Herkes gider iken uzaya
Biz niye kalıyoruz yaya?
Niye mağduruz?
Niye bu hâldeyiz?
İsmimizi, dilimizi, kültürümüzü,
Tanrı’mızı, dinimizi silip attık.
Vardık Amerika’ya, vaizin laflarını
Zihnimize kattık.
Vaiz, gökte bir cennet olduğunu
Onun tadına ancak öldükten sonra
Varacağımızı söyledi.
Oysa onca yıl yaşadık da
Cehennemden
Acıdan, işkenceden ve korkudan
Başka bir şey görmedi bu gözler.
İncil diyor ki cennet dediğin,
Beyaz adamın ve vaizin
Bugün burada tattığı
Zevklerle dolu.
Evet dostum, hak ettiğin senindir,
Cennet cehennem yeryüzündedir.
Arayışımızın ödülü tarihte, ona bakalım
Ve lafımızı esirgemeden,
Dosdoğru söyleyelim:
Beyaz adam Doğu’ya gelmezden evvel
Avrupa’da mağaralarda yaşıyordu,
Aç kurtlar misali.
Ağaç kökleri ve çiğ balık yiyordu.
Sonra Allah Musa’yı gönderdi,
Onu medenileştirdi ve kanunları öğretti.
Beyaz adam Marco Polo’nun peşinden
Asya ve Afrika’ya geldi.
Çin’den ipek ve barut,
Hindistan’dan meyve suyu,
Manganez ve kauçuk aldı.
Altın ve elmasları için
Afrika’nın ırzına geçti.
Ortadoğu’dan tonlarca varil petrol çaldı.

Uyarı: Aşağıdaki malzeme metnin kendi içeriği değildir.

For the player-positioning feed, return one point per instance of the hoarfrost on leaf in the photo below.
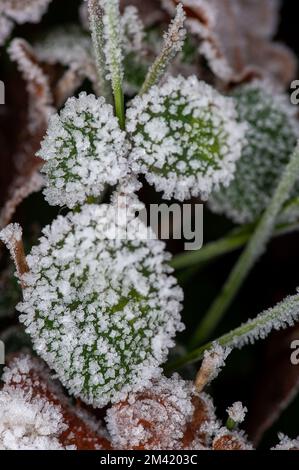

Yoluna çıkan her şeyi ezdi,
yağmaladı, katletti.
Siyah dünya beyaz adamın gazabına uğradı.
Evet dostum, söylemesi zor ama
Beyaz adamın cenneti
Siyah adamın cehennemidir.
[1.
Koşuk]
Amerika’ya gelmezden önce
Doğu’da, Nil Nehri’nin kıyısında yaşıyorduk.
Refah içerisindeydik.
Hürriyetin, eşitliğin, adaletin gölgesindeydik.
İpekten kaftanlarımız,
Altından terliklerimiz vardı.
En akıllı ve en zengin halk bizdik.
Şimdiyse fakirin fakiriyiz.
Eşikte bile istenmeyen cılız birer itiz.
Evet dostum, söylemesi zor ama
Beyaz adamın cenneti
Siyah adamın cehennemidir.
[2.
Koşuk]
Beyaz adam Amerika’ya geldiğinde
Kızılderiliye “ben senin beyaz kardeşinim.

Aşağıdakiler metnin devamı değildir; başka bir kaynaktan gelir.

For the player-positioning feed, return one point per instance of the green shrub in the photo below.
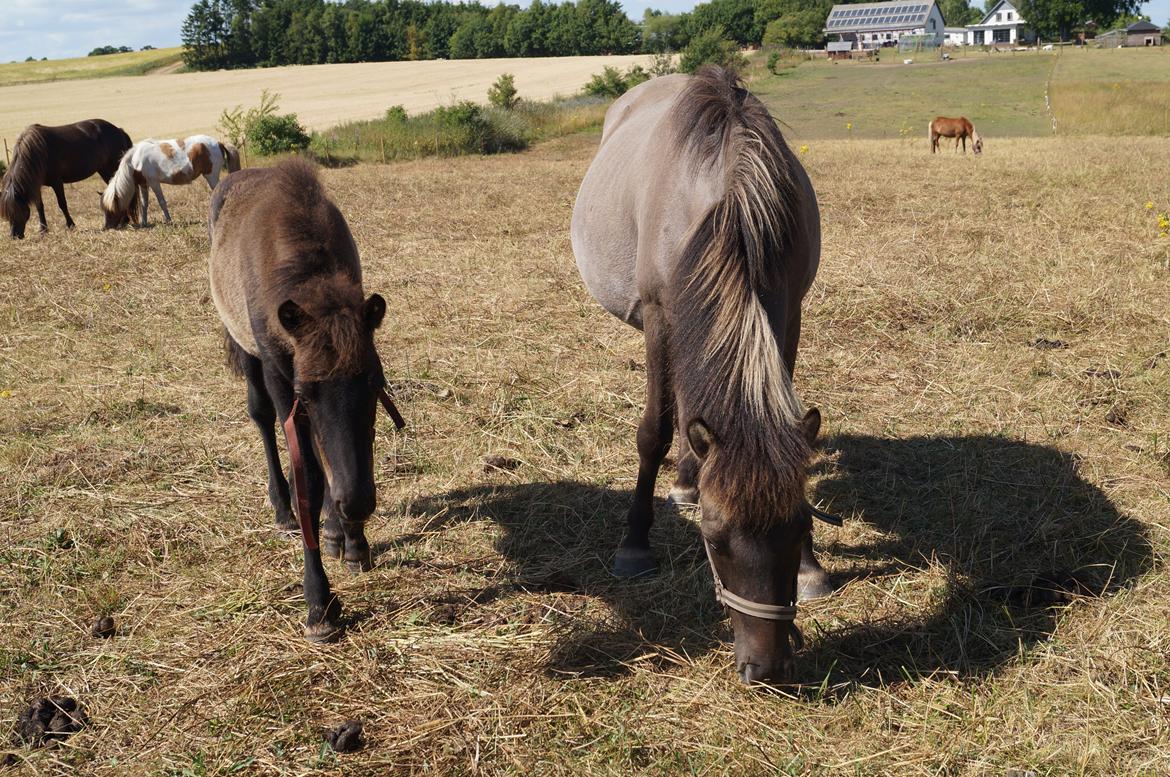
(270, 135)
(711, 47)
(612, 82)
(502, 93)
(235, 122)
(661, 64)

Kızıl adam, dostummuşsun gibi
Sarılacağım sana” dedi.
Ama onu batıya savurup attı.
Beyaz kadın, ateş suyu, hileler ve yalanlarla
Çaldı Amerika’yı.
Bu ülkenin ilk sahibi
Bir kampa tıkıldı.
Evet dostum, söylemesi zor ama
Beyaz adamın cenneti
Siyah adamın cehennemidir.
[3.
Koşuk]
Toprağı işlemek için birilerine ihtiyaç duydu.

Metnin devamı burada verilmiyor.